Atlas of Sustainable Development Goals 2020

Submitted by admin on 4. April 2021 - 20:00

World Bank
Atlas of Sustainable Development Goals 2020

Source: https://datatopics.worldbank.org/sdgatlas/


The Atlas of Sustainable Development Goals 2020 presents an overview of the current state and trends for each of the 17 Sustainable Development Goals (SDGs). The user friendly and accessible information includes interactive storytelling and data visualizations.

The Atlas draws from the World Bank’s World Development Indicators database, as well as from a wide variety of relevant data sources from scientists and other researchers worldwide.

On the main page of the Atlas, you can click on any of the 17 SDGs and be presented with essential and up-dated facts and trends for this specific goal. Here are two examples with much shortened information:

When you click on SDG 2 Zero Hunger - Beyond hunger: ensuring food security for all you will learn the following:

After declining for a decade, the undernourished population is now rising. In 2019, more than 690 million people experienced hunger — an increase of nearly 60 million in 5 years.

Undernourishment is closely associated with severe food insecurity. Food insecurity manifests in different ways. These range from uncertainty around the ability to obtain food, to having to compromise on food quality and variety, to not eating for an entire day.

Today, one in four persons around the world experiences moderate or severe food insecurity, and one in eleven experiences severe food insecurity. Most households that experience food insecurity — nearly 1.3 billion out of 2 billion — are in Sub-Saharan Africa and South Asia.

Food insecurity in Sub-Saharan Africa is staggering — more than half the population experiences it. Until 2018 the total number of people experiencing at least moderate food insecurity was highest in Sub-Saharan Africa. After 2019, South Asia overtook Sub-Saharan Africa.

When you click on SDG 13 Climate Action - Floods, droughts and heat waves herald a changing climate, this is some of the information presented:

The current global population is around 7.8 billion.
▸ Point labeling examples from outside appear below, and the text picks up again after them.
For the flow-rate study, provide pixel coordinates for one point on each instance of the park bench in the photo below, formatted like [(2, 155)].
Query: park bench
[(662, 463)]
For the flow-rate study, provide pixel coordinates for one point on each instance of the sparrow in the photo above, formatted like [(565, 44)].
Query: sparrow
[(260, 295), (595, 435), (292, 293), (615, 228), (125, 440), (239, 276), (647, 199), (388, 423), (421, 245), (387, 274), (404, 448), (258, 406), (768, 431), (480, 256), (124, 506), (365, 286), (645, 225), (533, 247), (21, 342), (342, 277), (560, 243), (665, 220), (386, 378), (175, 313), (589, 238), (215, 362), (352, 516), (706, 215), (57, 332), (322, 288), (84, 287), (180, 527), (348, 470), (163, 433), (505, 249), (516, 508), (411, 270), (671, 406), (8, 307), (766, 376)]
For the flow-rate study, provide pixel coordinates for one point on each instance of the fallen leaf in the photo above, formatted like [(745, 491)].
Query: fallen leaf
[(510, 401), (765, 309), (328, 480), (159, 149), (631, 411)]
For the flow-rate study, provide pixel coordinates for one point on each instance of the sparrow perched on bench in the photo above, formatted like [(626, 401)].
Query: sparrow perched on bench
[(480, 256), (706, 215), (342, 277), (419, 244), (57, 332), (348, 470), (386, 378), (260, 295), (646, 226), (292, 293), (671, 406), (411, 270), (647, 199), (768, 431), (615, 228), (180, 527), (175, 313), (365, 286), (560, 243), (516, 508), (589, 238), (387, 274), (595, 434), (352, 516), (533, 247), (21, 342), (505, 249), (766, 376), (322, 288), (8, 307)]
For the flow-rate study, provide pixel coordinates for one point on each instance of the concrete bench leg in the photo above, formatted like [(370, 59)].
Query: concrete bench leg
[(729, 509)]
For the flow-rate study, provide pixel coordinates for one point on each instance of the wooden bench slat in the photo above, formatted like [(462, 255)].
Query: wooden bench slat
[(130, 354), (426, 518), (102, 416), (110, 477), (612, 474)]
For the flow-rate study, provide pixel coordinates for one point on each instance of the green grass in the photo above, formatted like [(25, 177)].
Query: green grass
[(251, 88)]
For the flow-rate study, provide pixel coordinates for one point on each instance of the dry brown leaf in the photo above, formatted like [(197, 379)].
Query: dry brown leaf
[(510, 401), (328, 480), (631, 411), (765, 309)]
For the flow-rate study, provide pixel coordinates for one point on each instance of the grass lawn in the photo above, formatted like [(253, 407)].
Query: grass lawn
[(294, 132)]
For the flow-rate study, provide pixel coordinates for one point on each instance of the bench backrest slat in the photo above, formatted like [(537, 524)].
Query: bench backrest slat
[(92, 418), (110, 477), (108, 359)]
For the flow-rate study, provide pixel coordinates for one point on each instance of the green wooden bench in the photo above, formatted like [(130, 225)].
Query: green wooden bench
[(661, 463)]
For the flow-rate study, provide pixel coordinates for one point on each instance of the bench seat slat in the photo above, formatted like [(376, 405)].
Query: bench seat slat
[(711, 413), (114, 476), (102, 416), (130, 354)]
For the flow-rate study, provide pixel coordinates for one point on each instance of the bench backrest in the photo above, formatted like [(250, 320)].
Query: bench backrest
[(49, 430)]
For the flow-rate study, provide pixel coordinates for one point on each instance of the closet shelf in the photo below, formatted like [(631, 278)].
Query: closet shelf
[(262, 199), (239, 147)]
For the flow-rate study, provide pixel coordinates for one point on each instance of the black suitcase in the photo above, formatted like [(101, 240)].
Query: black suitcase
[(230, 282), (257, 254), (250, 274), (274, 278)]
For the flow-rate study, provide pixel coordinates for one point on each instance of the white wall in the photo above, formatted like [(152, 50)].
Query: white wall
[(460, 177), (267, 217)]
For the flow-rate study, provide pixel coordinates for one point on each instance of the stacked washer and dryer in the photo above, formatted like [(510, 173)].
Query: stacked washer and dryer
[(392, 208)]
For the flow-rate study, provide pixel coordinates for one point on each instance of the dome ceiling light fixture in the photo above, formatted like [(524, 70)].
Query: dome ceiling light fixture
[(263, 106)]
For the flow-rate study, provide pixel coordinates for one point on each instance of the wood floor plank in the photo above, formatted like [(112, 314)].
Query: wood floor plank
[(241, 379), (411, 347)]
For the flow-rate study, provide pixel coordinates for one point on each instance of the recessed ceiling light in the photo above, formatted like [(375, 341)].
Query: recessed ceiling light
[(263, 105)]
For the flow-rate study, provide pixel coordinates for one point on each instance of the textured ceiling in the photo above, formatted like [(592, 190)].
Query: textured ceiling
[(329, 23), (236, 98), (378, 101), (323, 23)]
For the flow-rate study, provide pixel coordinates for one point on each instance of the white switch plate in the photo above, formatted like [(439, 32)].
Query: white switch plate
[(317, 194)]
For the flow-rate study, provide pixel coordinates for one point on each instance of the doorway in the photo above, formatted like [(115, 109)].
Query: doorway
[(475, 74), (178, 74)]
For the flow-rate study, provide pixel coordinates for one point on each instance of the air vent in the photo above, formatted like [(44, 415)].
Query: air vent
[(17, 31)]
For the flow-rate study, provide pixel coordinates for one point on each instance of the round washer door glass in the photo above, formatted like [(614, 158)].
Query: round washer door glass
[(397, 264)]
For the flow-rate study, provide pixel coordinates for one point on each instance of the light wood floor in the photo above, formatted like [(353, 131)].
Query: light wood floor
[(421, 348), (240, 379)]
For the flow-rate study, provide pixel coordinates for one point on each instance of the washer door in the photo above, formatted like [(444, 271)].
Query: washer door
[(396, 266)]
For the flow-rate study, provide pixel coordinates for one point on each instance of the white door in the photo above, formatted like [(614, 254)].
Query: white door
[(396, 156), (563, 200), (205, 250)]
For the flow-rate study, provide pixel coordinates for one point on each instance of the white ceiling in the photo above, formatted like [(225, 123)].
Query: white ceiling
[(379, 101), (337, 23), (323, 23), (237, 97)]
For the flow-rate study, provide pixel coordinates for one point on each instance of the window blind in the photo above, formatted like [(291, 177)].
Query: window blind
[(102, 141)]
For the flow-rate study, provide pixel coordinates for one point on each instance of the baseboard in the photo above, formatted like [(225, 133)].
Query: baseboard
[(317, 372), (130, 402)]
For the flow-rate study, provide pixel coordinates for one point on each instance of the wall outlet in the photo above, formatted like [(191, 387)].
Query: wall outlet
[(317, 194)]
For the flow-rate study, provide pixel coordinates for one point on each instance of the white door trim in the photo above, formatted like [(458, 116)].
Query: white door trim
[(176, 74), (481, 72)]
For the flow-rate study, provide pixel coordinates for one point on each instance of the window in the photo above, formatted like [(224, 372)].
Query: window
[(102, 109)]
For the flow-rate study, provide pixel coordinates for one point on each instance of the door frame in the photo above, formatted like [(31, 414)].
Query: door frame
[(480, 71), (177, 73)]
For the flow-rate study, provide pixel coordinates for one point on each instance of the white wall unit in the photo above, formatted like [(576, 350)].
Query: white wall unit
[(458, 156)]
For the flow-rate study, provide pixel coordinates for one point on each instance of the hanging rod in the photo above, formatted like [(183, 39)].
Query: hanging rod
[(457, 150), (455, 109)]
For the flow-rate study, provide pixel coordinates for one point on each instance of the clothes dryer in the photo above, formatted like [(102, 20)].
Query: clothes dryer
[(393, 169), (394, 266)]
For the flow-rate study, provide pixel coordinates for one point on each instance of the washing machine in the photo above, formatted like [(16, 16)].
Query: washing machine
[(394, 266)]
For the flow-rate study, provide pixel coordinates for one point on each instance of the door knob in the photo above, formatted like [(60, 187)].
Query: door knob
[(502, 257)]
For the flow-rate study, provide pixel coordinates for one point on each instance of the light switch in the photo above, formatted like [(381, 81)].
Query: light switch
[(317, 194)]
By 2030 it will be around 8.5 billion. Everyone will experience the effects of climate change. But the effects will not be felt equally.

From 2010 to 2019 more than 1.3 billion people were affected seriously enough by extreme weather events such as floods, droughts, heat waves, and cold waves to require emergency assistance.
Over that period floods and droughts were responsible for the greatest human impacts.
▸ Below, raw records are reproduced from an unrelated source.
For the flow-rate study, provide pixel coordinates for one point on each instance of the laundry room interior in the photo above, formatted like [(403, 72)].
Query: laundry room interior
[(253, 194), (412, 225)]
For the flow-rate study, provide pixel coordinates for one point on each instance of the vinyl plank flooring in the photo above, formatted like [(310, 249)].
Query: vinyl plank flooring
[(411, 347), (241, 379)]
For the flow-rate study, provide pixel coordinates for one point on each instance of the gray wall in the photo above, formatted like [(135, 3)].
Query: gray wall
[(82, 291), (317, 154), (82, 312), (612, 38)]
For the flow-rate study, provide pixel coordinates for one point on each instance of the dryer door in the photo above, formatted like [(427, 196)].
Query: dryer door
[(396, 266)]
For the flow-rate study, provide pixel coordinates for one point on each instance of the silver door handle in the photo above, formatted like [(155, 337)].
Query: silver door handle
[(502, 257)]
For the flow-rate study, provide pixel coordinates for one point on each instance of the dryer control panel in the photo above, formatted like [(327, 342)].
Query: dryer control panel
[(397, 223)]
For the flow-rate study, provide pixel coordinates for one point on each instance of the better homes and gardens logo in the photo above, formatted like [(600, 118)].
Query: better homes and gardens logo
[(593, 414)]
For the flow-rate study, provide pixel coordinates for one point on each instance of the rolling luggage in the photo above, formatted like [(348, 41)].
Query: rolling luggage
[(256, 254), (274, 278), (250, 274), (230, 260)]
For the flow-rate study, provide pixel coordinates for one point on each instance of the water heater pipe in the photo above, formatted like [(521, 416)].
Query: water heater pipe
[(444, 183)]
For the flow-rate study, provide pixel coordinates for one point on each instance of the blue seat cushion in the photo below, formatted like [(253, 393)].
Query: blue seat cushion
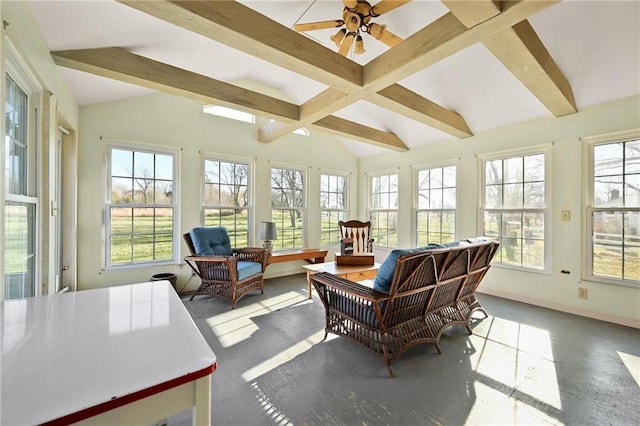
[(211, 241), (247, 269), (385, 273)]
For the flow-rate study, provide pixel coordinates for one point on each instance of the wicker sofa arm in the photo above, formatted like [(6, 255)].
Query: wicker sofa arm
[(355, 301), (207, 266)]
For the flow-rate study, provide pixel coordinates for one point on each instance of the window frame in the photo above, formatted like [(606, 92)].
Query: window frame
[(371, 210), (416, 199), (344, 211), (544, 149), (277, 245), (20, 73), (588, 144), (250, 163), (135, 146)]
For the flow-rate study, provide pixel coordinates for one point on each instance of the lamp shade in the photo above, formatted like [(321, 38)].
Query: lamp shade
[(268, 231)]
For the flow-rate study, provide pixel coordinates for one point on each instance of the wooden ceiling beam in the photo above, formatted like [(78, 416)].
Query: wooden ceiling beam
[(520, 50), (403, 101), (244, 29), (341, 127), (473, 12), (437, 41), (120, 64), (441, 39)]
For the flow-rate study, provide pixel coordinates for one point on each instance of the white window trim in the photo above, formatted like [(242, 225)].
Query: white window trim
[(415, 199), (346, 176), (369, 176), (588, 144), (15, 65), (251, 163), (110, 143), (502, 155), (305, 192)]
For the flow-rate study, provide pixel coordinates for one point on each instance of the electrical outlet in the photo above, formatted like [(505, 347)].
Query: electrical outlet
[(583, 293)]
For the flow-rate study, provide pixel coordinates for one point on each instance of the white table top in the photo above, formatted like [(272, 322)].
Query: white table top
[(69, 352)]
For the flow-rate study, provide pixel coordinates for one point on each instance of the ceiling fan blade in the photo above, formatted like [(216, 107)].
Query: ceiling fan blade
[(320, 25), (385, 6), (345, 47), (381, 33), (350, 4)]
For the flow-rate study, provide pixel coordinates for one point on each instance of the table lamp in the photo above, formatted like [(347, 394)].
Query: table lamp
[(268, 233)]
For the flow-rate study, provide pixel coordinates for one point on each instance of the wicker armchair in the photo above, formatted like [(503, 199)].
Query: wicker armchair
[(360, 232), (431, 290), (230, 275)]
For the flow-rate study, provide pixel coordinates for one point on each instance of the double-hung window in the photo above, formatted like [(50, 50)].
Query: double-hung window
[(141, 210), (383, 209), (226, 199), (515, 209), (613, 209), (333, 207), (21, 201), (436, 205), (288, 206)]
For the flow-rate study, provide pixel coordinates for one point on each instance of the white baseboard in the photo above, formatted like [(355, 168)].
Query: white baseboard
[(563, 308)]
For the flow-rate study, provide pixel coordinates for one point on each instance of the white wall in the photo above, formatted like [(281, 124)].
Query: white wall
[(556, 290), (173, 121)]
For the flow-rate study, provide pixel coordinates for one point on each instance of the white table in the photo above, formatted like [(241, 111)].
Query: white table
[(120, 355)]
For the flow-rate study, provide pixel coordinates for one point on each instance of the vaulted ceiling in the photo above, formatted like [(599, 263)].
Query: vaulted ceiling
[(463, 67)]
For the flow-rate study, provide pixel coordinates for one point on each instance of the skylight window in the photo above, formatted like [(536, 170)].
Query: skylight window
[(231, 113), (302, 131)]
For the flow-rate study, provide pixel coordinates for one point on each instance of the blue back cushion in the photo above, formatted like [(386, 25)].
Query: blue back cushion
[(247, 269), (211, 241), (385, 273)]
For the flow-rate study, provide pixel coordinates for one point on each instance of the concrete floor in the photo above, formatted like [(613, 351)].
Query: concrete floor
[(522, 365)]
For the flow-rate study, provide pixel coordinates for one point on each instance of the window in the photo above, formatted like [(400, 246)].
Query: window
[(141, 208), (20, 257), (383, 209), (226, 198), (436, 212), (515, 209), (614, 211), (333, 207), (287, 206)]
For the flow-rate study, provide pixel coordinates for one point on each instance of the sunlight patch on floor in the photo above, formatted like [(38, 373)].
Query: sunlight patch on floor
[(283, 357), (493, 407), (632, 363), (518, 356), (275, 415), (236, 325)]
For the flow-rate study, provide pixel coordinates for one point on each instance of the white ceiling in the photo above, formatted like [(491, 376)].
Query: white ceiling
[(596, 44)]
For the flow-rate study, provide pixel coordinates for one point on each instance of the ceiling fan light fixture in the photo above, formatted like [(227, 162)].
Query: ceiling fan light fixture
[(338, 37), (359, 45)]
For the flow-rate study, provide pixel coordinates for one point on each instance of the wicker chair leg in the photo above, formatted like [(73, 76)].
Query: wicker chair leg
[(194, 294), (390, 371)]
Climate change is expected to further increase the frequency and intensity of these events.

Extreme weather events like these disproportionately affect people living in lower-middle-income and low-income countries.

For example, in the last decade alone droughts and floods have affected an estimated 338 million people in India and 383 million people in China.
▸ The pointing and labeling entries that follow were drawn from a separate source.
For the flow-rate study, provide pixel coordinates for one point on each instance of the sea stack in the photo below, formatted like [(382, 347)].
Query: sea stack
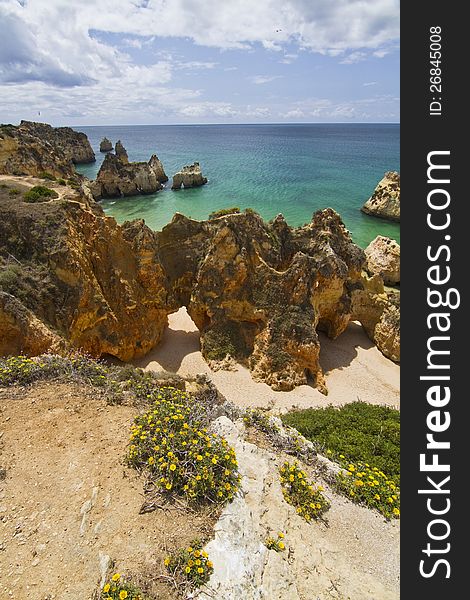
[(188, 176), (383, 258), (121, 152), (105, 145), (385, 201), (119, 177)]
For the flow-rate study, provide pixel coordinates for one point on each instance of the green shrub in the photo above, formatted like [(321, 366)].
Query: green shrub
[(224, 211), (116, 588), (191, 565), (305, 496), (251, 211), (47, 175), (171, 442), (39, 193), (355, 432), (260, 420), (24, 370), (276, 544)]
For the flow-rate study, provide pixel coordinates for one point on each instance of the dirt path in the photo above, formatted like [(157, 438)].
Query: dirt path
[(68, 502)]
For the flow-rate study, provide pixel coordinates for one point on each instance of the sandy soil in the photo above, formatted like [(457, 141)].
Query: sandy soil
[(68, 502), (354, 368), (23, 182)]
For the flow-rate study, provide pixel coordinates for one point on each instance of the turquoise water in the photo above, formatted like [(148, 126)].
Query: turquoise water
[(292, 169)]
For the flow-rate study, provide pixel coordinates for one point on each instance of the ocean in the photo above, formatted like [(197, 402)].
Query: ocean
[(289, 169)]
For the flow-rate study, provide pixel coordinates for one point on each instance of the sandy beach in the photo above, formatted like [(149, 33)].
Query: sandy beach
[(354, 369)]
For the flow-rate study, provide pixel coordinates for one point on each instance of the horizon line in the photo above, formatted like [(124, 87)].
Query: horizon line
[(234, 124)]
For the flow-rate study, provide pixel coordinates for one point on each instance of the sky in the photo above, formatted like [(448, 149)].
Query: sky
[(103, 62)]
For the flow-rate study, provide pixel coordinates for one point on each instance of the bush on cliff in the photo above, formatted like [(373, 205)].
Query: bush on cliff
[(183, 458), (40, 193), (354, 432)]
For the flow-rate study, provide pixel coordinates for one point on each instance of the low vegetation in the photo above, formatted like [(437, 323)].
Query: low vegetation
[(357, 431), (369, 486), (190, 565), (276, 543), (305, 496), (39, 193), (171, 442), (365, 440)]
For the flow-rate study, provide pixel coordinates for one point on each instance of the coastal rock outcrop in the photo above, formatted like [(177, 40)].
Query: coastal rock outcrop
[(105, 145), (37, 148), (121, 152), (72, 144), (119, 177), (78, 279), (189, 176), (385, 201), (258, 292), (379, 313), (383, 258)]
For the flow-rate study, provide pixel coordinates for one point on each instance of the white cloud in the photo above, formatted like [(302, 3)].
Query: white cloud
[(294, 114), (209, 109), (354, 57), (262, 79), (379, 107), (288, 59), (56, 55)]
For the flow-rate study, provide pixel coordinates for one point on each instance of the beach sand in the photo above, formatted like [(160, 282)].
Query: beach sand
[(354, 369)]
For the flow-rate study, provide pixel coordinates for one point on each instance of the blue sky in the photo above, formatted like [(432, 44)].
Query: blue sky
[(214, 61)]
Lower income countries are not only more vulnerable to adverse climate change impacts than higher income countries, but also less equipped to deal with them.

And this is some of the information when you click on SDG 14 Life below Water - Marine species under threat:

Fish are crucial to the functioning of ecosystems as well as for human livelihoods and nourishment. Marine fish are the primary food source for approximately 1 billion people and marine fisheries employ about 60 million people. But over the years, overfishing has left many fish stocks so depleted that they can no longer replace themselves. Currently, 35 percent of global fish stocks are overfished, a dramatic rise over the 10 percent levels of the 1990’s.

Fish and other aquatic species are particularly vulnerable to threats from human activities, and aquatic species face much higher rates of extinction than terrestrial species such as birds and mammals. Today, 40 percent of amphibians, 30 percent of freshwater fish, and more than 30 percent of coral reefs and marine mammals are under threat.

Destructive fishing, such as bottom trawling, can damage seafloor ecosystems and indiscriminately catch everything it encounters.

Intensive shipping damages marine environments through the release of chemicals, transfer of invasive species, dumping of waste, and physical disturbances.

Marine protected areas have shown to be an effective means of safeguarding vulnerable species and ecosystems, conserving biodiversity, re-establishing ecosystem integrity, instituting clear guidelines, and sheltering the feeding and breeding areas of marine species.